Marion Gretchen Schmitz ist der zweite Neuzugang für die insgesamt sieben Vorstellungen in Harburg. Und sieben Rollen auf einen Schlag fielen der 49-jährigen Hamburgerin vorige Woche zu. „Wo haben Sie Waffen in Ihrer Wohnung versteckt?“ ruft sie als strenge russische Kommandantin, in steifer Uniform, mit zurückgesteckten Haaren. Mit ihren Kameraden durchsucht sie die Wohnung der Kempowskis nach Waffen und sonstigen Gütern. Rabiat und rigoros geht sie vor. Dabei legt sie mit einem starken russischen Akzent eine Autorität an den Tag, die den Zuschauer erschaudern lässt. In einer anderen Szene spielt Schmitz die strenge Tante aus Wandsbek, in dicker Strickjacke und knöchellangem Rock. Über den Besuch ihres Neffen Walter ist sie nicht sonderlich erfreut.

In der vergangenen Woche habe sie täglich von morgens bis abends die Texte gelernt, berichtet Schmitz. Die Aktionen habe sie sich anhand von Videos angeeignet. Und immerhin habe sie bei der Premiere in Altona selbst im Publikum gesessen. „Ich musste mir aber auch einprägen, wie viel Zeit ich habe, um mich zwischen den Rollenwechseln umzuziehen“, beschreibt die Schauspielerin, die ab und zu auch im Fernsehen zu sehen ist, Texte einspricht oder literarischem Stoff bei Lesungen Stimme verleiht.

Anfang der vergangenen Woche begannen die Proben auf der Harburger Bühne, von ihren Kollegen gab es jede Menge Input. „Ich wurde sehr gut aufgenommen“, sagt Schmitz. Zum Spielbetrieb gehören mittlerweile regelmäßige Corona-Tests und hinter der Bühne wird noch immer Maske getragen. Auf der Bühne sei man mittlerweile fast wieder zur Normalität übergangen. „Das ist eine große Erleichterung, auch wenn wir alle gebrieft sind, dass noch immer Vorsicht geboten ist“, berichtet die erfolgreiche Schauspielerin.

Montag spielt Schmitz in „Soko Hamburg“

Die Corona-Zeit habe sie dank des Gefühls, gemeinsam mit anderen in einem Boot zu sitzen, überstanden, sagt Schmitz. Zwischenzeitlich sei ihr alles an Jobs – wie den meisten Freiberuflern in der Kreativbranche – weggebrochen. Corona-Hilfen und Kurzarbeitergeld im Rahmen einer geplanten TV-Produktion halfen: „Ich bin sehr dankbar dafür, dass es diese Möglichkeiten in Deutschland gibt“, sagt Schmitz.

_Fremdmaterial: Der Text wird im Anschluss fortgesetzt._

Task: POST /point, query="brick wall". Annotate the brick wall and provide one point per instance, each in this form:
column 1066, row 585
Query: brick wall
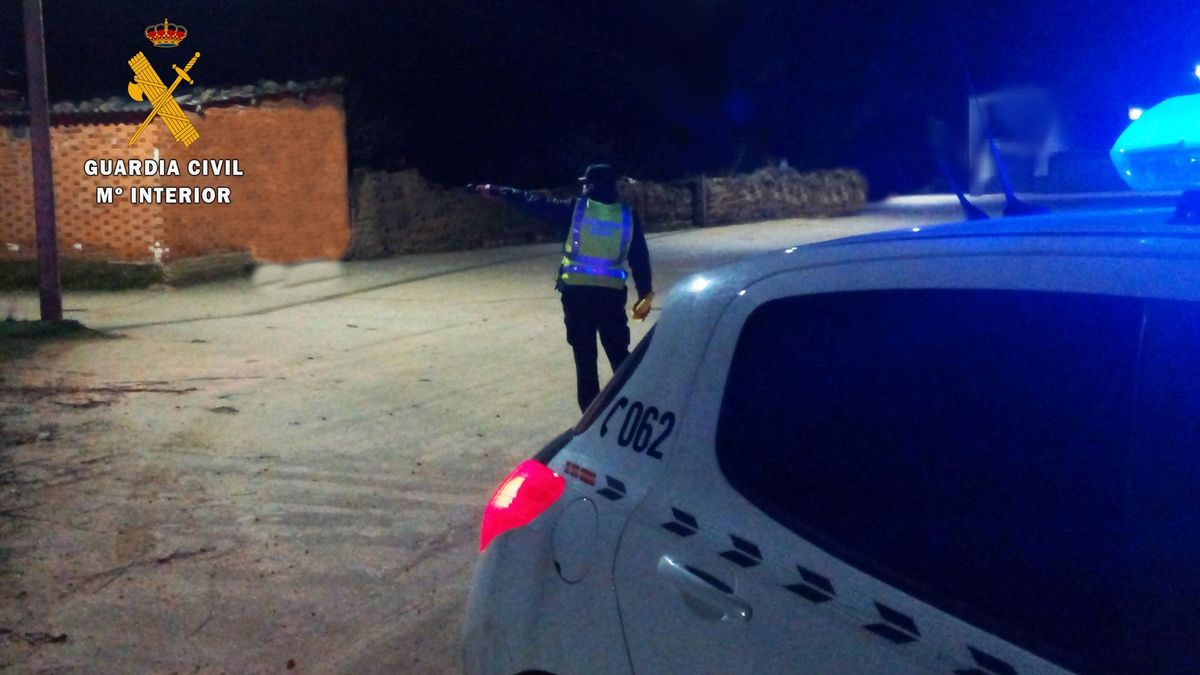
column 292, row 203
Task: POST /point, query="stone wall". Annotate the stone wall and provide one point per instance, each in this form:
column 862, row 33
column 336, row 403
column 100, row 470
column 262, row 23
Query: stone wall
column 774, row 193
column 402, row 211
column 292, row 203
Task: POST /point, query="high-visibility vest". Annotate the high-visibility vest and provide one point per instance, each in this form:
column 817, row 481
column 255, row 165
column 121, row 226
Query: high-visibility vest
column 597, row 245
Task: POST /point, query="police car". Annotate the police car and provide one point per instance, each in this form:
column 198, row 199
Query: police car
column 970, row 448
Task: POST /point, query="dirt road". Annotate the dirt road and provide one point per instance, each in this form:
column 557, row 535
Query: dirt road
column 288, row 476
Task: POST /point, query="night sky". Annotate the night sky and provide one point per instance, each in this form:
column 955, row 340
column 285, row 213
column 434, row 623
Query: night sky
column 527, row 91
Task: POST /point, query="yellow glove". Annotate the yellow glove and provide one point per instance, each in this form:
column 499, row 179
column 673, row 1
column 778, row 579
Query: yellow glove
column 642, row 306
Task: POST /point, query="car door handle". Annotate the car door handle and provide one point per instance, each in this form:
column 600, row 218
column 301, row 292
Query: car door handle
column 703, row 593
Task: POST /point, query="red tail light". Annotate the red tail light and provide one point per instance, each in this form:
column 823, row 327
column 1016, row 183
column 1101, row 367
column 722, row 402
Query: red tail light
column 521, row 497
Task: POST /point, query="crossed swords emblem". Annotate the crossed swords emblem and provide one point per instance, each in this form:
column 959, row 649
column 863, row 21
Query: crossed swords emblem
column 147, row 84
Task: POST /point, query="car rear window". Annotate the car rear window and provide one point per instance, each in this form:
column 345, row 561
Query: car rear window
column 970, row 447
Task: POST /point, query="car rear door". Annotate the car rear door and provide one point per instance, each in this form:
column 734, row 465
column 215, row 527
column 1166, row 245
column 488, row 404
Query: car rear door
column 892, row 482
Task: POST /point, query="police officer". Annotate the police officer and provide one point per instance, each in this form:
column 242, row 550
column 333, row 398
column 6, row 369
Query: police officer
column 603, row 236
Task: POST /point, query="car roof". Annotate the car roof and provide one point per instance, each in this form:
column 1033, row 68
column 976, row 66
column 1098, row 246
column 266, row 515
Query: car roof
column 1145, row 232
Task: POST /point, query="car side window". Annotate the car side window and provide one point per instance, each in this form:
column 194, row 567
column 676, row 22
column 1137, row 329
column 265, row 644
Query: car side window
column 965, row 446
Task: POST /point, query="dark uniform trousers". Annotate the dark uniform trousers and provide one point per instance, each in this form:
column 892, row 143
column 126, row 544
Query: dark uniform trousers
column 587, row 311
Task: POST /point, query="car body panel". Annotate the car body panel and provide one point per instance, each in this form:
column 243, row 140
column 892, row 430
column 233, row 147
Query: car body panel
column 657, row 515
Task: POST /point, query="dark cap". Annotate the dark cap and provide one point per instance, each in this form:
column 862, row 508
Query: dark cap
column 600, row 174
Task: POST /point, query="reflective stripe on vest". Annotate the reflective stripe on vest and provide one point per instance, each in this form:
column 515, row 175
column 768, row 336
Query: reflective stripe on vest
column 598, row 244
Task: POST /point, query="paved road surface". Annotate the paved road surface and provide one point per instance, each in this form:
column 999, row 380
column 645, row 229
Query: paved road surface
column 291, row 472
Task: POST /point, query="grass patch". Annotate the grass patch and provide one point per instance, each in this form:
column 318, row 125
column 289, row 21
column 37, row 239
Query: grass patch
column 82, row 275
column 21, row 339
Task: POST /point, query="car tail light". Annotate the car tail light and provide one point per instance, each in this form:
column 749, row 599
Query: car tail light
column 521, row 497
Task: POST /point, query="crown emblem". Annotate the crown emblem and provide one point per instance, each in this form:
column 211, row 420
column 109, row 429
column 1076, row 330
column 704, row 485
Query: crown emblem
column 166, row 35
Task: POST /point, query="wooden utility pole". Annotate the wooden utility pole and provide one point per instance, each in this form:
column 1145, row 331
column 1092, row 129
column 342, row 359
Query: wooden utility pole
column 43, row 174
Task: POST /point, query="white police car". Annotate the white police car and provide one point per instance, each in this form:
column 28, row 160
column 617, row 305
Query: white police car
column 971, row 449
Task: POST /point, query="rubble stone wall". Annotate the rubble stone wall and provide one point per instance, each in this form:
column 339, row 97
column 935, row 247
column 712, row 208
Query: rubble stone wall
column 401, row 211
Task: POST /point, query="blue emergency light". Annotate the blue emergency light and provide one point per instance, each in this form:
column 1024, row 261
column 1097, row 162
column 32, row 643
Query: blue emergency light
column 1161, row 149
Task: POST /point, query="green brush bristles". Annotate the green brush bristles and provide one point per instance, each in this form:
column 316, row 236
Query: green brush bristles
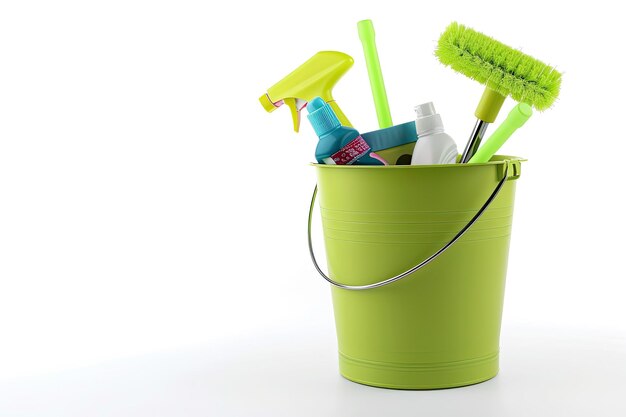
column 499, row 67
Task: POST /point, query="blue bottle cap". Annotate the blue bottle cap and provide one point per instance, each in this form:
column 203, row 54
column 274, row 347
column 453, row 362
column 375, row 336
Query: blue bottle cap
column 322, row 117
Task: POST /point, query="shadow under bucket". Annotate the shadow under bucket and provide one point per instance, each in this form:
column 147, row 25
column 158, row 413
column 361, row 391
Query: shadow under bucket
column 437, row 326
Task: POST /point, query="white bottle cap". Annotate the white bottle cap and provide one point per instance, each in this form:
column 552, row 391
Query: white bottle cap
column 428, row 121
column 426, row 109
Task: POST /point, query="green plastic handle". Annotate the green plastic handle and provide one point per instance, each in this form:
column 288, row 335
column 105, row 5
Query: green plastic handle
column 366, row 34
column 516, row 119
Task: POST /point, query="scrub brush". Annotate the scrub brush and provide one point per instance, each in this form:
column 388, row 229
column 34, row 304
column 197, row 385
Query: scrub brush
column 503, row 70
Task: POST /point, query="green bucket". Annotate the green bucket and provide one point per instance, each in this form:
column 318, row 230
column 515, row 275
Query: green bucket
column 417, row 256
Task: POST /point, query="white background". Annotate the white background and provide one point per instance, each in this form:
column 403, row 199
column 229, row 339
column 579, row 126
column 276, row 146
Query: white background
column 153, row 254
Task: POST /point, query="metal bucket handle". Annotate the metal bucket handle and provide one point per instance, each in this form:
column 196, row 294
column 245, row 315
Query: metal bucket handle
column 509, row 172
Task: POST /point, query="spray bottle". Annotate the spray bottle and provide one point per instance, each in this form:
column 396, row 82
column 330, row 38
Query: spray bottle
column 433, row 146
column 338, row 144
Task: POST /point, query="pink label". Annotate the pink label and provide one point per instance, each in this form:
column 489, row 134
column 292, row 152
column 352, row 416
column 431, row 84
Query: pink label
column 351, row 152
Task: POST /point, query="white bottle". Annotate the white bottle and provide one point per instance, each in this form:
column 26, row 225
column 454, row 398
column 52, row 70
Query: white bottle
column 433, row 146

Etwas Positives habe sich aber auch entwickelt: In digitalen Netzwerken finde wesentlich mehr Branchenaustausch statt, überhaupt gäbe es mehr Netzwerke. „Jetzt kriege ich mehr mit“, sagt Schmitz, die zuletzt in Altona und auch in Bergedorf in „Loriots Dramatische Werke“ zu sehen war. Am 12. April feiert das Stück auch in Harburg Premiere. Am heutigen Montag spielt Schmitz außerdem in „Soko Hamburg“, ausgestrahlt im ZDF, mit.

Bei „Ein Kapitel für sich“ fasziniert Schmitz insbesondere die Geschichte der Mutter, der so viel Unrecht widerfährt und die dennoch mit ihrem letzten Hemd die Söhne unterstützt: „Die Unfassbarkeit des Unrechts, das hier passiert, ist sehr berührend.“ Menschen würden einfach so zum Spielball werden, führt Schmitz aus.

Trotz der schwerwiegenden Thematik verfliegt der Theaterabend wie im Nu. Lebhaft durch die intensive Darstellung der Schauspieler, vermittelt es ein Gefühl für die Zeit im Nachkriegsdeutschland. Eindrucksvoll werden Ungerechtigkeiten dargestellt. Rund 80 Jahre nach den Ereignissen, auf denen es beruht, trägt das Theaterstück weiter, wozu Zeitzeugen wohl bald nicht mehr imstande sind.

Und gerade im Hinblick auf den aktuell wieder aufkeimenden Konflikt zwischen Ost und West, erhält das Stück eine neue Relevanz.